Canada's shorter elections are proof of a democracy DEFICIT

One of the whines going around this year by idiots in Canada and along the Acela, is that American elections take so much longer than Canadian elections.

It’s true, but that says so many good things about America, and so few good things about the Great White North.


Justin Trudeau and Barack Obama

American federal elections do last much longer than Canadian federal elections, it’s true. Ted Cruz announced on March 23, 2015, the first candidate to do so. The election is on November 8, giving us 19 and a half months of formal campaigning from start to finish.

The writs of election were issued in Canada on August 4, 2015, opening the formal campaigns. The election was on October 19, meaning the Canadian election lasted about 17 months less than ours.

That’s a huge gap, but keep in mind the difference isn’t just one of preferences or tradition. Our elections take longer because our elections give the people more options. That is, the difference in the election lengths highlights the democracy deficit present in Canada.
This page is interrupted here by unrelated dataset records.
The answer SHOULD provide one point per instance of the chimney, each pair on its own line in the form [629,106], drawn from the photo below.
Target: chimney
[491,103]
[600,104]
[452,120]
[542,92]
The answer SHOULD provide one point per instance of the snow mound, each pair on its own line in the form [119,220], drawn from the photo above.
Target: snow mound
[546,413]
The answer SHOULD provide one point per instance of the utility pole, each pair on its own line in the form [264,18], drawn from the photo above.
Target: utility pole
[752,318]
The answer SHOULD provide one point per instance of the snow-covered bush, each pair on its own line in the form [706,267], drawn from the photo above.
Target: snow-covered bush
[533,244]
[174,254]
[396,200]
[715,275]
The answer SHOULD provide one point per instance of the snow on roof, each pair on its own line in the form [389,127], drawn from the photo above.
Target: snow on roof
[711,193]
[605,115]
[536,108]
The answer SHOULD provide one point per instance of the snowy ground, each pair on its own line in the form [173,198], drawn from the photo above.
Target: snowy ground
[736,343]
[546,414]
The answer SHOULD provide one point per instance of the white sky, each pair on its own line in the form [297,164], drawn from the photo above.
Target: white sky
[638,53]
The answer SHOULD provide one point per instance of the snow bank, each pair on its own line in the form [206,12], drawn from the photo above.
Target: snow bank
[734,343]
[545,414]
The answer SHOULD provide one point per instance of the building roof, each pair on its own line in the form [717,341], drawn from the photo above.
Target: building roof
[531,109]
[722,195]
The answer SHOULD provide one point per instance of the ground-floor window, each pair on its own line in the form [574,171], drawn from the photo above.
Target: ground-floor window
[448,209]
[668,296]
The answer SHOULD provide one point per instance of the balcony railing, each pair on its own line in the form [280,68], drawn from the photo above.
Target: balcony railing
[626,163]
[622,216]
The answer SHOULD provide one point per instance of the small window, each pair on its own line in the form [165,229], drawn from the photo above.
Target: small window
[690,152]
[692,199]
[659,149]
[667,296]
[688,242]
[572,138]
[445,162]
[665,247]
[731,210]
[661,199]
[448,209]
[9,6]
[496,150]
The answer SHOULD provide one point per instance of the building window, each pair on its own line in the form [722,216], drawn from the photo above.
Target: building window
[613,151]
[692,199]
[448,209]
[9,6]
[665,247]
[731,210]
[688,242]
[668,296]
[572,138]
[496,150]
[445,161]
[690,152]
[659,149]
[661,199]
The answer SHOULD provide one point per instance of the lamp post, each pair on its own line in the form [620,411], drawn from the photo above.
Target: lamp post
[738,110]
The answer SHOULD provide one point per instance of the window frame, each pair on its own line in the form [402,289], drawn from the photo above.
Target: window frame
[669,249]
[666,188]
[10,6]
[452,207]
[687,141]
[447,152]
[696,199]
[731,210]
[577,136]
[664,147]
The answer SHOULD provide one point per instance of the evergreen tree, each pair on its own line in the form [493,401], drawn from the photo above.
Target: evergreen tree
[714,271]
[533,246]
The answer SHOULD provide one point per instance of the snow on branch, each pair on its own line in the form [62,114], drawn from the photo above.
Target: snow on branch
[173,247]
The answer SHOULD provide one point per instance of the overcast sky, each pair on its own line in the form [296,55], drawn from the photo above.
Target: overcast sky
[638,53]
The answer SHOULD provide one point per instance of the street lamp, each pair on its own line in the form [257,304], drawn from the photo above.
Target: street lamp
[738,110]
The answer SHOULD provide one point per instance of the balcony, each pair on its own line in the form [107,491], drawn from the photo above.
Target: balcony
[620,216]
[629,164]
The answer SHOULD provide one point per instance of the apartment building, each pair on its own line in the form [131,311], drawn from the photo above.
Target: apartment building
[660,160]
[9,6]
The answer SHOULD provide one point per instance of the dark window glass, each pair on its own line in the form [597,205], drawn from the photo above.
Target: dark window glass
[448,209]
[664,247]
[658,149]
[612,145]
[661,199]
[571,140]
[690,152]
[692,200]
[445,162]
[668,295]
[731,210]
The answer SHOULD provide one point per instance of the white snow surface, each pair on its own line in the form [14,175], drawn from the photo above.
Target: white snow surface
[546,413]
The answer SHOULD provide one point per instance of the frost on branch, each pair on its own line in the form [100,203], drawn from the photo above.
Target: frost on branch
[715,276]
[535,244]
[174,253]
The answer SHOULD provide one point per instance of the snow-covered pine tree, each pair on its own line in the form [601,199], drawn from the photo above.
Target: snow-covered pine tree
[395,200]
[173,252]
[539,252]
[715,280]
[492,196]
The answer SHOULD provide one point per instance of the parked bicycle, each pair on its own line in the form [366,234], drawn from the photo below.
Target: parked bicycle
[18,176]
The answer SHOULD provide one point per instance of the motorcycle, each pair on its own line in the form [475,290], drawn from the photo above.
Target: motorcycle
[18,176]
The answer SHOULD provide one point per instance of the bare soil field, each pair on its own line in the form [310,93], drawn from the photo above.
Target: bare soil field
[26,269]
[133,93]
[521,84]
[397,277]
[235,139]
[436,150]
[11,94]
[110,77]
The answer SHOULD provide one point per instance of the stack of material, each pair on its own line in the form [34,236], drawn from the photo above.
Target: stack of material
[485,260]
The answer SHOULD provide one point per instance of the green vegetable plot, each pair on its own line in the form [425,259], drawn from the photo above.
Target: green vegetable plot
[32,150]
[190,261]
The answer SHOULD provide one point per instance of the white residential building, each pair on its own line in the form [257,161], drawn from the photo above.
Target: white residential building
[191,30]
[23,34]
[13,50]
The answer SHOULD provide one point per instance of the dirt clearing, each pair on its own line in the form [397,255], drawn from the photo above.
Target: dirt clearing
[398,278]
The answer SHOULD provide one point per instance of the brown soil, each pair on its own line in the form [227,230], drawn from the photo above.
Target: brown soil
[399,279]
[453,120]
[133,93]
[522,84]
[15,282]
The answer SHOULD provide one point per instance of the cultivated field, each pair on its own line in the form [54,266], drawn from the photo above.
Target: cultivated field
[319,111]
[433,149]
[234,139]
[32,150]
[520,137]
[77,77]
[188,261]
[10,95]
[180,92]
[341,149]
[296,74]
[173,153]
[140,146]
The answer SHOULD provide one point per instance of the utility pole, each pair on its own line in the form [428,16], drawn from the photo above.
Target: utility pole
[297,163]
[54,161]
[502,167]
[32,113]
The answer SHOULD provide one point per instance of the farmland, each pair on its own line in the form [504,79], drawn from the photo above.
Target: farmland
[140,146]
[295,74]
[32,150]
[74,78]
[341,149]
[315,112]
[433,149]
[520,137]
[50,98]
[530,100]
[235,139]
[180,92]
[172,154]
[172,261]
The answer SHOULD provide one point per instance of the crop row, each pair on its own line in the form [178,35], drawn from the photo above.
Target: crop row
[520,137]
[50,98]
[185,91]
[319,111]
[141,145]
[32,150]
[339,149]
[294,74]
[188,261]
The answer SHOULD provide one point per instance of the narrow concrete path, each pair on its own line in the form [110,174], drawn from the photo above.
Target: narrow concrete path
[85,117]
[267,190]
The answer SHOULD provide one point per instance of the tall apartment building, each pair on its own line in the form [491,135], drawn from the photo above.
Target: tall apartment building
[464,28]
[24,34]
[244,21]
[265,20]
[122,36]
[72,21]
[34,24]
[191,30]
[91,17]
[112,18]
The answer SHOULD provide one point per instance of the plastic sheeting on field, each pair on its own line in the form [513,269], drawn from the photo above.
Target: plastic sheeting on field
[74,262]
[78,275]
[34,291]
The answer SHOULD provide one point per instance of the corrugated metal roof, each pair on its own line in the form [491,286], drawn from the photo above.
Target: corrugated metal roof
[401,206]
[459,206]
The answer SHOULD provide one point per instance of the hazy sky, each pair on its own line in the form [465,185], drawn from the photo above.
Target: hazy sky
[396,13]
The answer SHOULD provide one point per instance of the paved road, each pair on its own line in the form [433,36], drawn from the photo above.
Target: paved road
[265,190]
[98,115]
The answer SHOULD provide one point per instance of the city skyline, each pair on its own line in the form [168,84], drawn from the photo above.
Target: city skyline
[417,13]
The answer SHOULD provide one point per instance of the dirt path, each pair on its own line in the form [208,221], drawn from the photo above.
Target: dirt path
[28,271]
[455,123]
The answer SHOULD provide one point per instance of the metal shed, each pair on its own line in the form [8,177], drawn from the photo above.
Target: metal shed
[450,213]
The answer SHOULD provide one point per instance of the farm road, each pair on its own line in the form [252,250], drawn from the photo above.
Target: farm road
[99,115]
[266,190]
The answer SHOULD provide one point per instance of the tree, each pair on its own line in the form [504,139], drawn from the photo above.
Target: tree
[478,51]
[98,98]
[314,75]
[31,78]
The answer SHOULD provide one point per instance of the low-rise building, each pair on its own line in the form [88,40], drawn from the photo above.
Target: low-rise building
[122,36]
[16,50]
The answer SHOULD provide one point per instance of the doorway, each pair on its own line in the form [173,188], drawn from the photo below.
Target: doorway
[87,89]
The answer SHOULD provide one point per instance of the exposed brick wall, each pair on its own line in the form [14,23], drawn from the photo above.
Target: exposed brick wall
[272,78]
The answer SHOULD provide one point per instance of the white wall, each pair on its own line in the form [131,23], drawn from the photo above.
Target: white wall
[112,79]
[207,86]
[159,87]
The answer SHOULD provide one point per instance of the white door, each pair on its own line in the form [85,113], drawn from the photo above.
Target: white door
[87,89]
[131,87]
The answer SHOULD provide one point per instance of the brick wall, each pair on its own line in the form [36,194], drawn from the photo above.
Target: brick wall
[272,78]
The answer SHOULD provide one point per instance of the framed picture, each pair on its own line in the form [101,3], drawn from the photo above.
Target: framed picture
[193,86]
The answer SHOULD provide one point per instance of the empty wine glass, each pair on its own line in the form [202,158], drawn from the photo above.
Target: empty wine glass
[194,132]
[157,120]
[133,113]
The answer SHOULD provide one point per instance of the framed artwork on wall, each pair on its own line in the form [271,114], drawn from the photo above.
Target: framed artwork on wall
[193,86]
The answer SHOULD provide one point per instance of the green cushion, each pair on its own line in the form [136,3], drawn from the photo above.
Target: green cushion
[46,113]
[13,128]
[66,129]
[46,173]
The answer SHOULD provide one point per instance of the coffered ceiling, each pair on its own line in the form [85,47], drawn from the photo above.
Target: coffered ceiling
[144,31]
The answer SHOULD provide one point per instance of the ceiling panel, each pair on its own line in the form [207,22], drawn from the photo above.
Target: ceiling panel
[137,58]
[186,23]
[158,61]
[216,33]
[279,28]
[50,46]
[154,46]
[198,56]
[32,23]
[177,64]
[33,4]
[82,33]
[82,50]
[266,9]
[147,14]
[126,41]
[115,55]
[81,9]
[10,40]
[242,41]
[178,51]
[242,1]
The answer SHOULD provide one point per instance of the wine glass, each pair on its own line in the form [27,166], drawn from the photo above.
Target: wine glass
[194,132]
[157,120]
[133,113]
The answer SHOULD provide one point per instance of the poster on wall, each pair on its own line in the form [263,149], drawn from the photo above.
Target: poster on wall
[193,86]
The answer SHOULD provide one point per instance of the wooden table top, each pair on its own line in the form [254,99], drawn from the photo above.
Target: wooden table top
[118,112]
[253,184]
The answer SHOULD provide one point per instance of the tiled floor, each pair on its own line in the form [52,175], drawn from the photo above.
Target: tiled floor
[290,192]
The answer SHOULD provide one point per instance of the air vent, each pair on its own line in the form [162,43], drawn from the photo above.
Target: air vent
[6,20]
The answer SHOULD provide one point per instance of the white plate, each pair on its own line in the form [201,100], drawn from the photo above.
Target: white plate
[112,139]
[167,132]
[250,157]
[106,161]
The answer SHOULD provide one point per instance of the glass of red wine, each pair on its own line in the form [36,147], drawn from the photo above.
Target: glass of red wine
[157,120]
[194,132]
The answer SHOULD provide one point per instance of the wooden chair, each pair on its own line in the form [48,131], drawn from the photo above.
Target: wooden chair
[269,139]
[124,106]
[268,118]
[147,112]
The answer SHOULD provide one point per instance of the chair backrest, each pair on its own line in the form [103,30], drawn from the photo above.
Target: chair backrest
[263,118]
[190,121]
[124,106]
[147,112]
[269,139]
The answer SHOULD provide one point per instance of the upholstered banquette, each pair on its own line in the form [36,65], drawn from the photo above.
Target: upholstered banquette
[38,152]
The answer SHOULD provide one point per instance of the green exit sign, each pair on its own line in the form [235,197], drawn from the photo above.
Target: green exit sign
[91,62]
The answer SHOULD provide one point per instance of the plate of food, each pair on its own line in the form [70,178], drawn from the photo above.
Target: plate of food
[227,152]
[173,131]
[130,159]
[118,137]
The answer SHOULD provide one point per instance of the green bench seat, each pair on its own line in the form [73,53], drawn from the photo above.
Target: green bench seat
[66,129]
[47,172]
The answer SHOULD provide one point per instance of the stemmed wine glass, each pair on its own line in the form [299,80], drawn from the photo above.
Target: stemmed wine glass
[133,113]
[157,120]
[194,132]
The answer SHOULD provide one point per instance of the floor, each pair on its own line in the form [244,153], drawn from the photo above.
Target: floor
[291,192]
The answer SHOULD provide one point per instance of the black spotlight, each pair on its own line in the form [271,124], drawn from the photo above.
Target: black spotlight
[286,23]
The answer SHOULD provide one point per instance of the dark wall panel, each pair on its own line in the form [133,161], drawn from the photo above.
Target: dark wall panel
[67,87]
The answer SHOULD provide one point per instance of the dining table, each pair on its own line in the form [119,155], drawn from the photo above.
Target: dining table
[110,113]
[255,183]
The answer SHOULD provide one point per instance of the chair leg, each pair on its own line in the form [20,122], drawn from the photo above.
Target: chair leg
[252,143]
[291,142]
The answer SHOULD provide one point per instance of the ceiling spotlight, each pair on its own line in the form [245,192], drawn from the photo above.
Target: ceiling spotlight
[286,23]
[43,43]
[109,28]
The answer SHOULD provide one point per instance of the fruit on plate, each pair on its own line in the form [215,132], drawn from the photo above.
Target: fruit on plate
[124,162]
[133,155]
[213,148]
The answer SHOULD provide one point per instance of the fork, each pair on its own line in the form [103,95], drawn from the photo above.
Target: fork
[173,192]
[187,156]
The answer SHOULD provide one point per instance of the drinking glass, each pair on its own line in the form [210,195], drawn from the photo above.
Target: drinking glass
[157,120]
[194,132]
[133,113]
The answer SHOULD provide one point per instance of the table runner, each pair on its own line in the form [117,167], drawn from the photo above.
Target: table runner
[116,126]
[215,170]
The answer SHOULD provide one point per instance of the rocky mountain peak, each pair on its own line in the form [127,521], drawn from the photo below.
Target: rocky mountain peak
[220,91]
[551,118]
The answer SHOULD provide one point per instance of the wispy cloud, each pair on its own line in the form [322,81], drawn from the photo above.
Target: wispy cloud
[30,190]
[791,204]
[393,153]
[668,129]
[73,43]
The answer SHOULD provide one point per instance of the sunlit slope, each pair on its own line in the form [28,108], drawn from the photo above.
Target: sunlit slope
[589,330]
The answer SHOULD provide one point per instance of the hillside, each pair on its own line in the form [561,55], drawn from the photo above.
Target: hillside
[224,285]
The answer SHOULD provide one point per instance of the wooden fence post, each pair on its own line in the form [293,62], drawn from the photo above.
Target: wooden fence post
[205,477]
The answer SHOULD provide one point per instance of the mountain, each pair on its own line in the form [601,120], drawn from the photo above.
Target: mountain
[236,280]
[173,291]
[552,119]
In Canada, the people actually have very little say. Party leaders are chosen by closed, opaque processes with no public input. Candidates are chosen in back room deals by those party bosses. Then, after the election, the hand-picked candidates install the party leader as Prime Minister, with the threat of deselection (being left off the ballot next time) if they dissent.

Imagine if John Boehner could tell Republicans “Vote for me for Speaker or you will be forced out of your seat, no matter what the voters say.” That’s how it works in Canada.

Further, Canadian political processes have no clear mechanisms for ensuring the parties are influenced by all regions of Canada. Party elites decide everything. If they have a Calgary mindset, or Toronto, or Montreal, then that’s who the party will govern for. In modern times, Quebec has given the country most of its prime ministers, with diversity coming in the form of the right-wing parties bringing in leaders from the west. Canada hasn’t had a prime minister from a province east of Quebec since Robert Borden represented Nova Scotia in 1920.

Contrast with America. Here, to be a party’s Presidential nominee, you have to go to the voters themselves, directly. And you don’t just have to speak to them one time, in one place, either. You have to go to each state, listen to them, and they get to decide whether to support you or not. That’s important. We may moan about the role of ethanol in national politics, but that sure beats having the entire process run by New York, Texas, and California. That’s what it’s like in Canada.

Candidate selection, or the primary process here in America, took over a year of that 19 and a half month process we endure. So sure, Canadians think their process is better because it’s shorter, but it’s only in America that a guy like Barack Obama could be nominated: a guy out of Hawaii with no name recognition, no family ties to power, and no personal fortune to tap.

Only in America can bottom-up processes spring up that overthrow established leaders, forcing change on the government. Our system truly is of the people, by the people, and for the people, in a way that top-down Parliamentary systems cannot be.

It takes us a while to elect a President, and that’s the way it ought to be.